As I was making my way home from my monthly transgender support group meeting, I ended up behind someone obviously transgender herself--someone vaguely familiar.

It turns out she lives in the same apartment complex I do. After years of being the only transgender tenant, apparently I have company.

As to where on the TG spectrum she falls, I'm guessing she's either a crossdresser or a drag queen, since I seem to remember seeing her in male mode. I had no idea about her other side, as it were.

My initial euphoria at finding someone like me (at least in broad terms) living there was short-lived, however.

She saw me behind her, and let me pass. As she walked through the parking lot toward our apartment complex, I noticed her friend whispering something. The transperson laughed, and I heard her say, "She's not a girl!" (Or "That's not a girl!"--I don't think she even afforded me the respect of the correct gender pronoun).

To laugh at me is one thing. I've been laughed at before. But to be outed on top of that? Uh-uh. Nope. I'm not going to let that go unchallenged.

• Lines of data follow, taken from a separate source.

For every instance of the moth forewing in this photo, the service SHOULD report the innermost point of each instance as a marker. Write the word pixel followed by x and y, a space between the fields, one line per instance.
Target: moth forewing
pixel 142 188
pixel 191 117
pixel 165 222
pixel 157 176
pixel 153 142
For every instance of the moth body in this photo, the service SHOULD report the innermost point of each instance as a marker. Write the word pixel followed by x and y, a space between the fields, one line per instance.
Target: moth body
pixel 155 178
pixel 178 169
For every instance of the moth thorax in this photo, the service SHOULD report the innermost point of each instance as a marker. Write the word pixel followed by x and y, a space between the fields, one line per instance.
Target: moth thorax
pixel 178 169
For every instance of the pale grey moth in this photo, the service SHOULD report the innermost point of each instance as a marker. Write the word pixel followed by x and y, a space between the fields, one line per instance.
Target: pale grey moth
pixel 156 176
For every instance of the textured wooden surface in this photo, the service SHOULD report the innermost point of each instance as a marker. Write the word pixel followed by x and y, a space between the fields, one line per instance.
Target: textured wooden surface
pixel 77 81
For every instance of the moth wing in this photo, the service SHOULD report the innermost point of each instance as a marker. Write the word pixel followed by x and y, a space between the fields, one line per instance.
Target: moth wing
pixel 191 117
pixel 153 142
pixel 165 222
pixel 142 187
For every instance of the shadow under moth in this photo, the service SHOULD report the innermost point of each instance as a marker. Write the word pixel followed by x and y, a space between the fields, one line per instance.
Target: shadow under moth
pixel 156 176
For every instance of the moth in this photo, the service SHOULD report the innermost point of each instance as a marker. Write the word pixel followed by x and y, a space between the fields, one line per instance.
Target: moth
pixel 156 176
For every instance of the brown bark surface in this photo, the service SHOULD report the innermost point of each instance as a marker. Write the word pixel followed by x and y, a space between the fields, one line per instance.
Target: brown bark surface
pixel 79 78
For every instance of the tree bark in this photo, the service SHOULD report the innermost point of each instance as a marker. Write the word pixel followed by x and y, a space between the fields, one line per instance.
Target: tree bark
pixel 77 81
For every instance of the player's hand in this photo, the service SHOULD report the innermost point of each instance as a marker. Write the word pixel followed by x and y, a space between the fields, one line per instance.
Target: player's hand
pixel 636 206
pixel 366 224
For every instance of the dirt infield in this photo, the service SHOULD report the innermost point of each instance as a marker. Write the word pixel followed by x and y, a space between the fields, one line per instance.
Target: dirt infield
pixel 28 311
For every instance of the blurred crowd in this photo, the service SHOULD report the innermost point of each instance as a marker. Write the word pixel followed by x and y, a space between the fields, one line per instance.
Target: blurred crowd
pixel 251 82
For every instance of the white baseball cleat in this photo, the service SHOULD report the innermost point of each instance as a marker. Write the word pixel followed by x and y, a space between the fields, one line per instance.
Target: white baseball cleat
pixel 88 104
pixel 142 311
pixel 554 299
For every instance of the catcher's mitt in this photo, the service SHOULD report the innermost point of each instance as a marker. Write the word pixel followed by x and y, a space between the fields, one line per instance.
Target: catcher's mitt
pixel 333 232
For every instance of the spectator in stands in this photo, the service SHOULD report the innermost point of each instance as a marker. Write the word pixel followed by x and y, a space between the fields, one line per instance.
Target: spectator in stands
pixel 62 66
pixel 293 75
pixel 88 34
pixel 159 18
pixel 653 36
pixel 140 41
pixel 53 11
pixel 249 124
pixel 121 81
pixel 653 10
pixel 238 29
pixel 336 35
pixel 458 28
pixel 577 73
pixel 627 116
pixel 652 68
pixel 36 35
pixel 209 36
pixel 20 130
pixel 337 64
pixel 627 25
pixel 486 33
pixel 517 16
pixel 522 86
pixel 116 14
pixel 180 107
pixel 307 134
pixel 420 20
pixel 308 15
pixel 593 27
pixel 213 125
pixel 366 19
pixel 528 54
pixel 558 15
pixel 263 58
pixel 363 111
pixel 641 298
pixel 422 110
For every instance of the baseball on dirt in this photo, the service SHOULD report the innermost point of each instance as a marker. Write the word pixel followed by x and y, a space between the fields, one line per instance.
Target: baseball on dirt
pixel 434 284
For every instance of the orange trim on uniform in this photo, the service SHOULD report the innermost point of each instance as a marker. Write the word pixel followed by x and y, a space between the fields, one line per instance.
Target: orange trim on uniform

She'd better hope I don't see her anytime over the next few days, because the urge to commit grievous bodily harm is tremendous right now. Failing that, I'll settle for her being evicted, as I consider what she did to be a form of harassment, not to mention childish and cruel. Granted, most of the people who know me know I'm trans, but I won't stand for her telling strangers about me without my permission. Has she been blathering about my trans status to every newcomer to the complex? Who knows?

I know physical violence is not the answer, of course, but short of that, what should I do? What can I do? She would have to do this at the moment I was feeling my worst.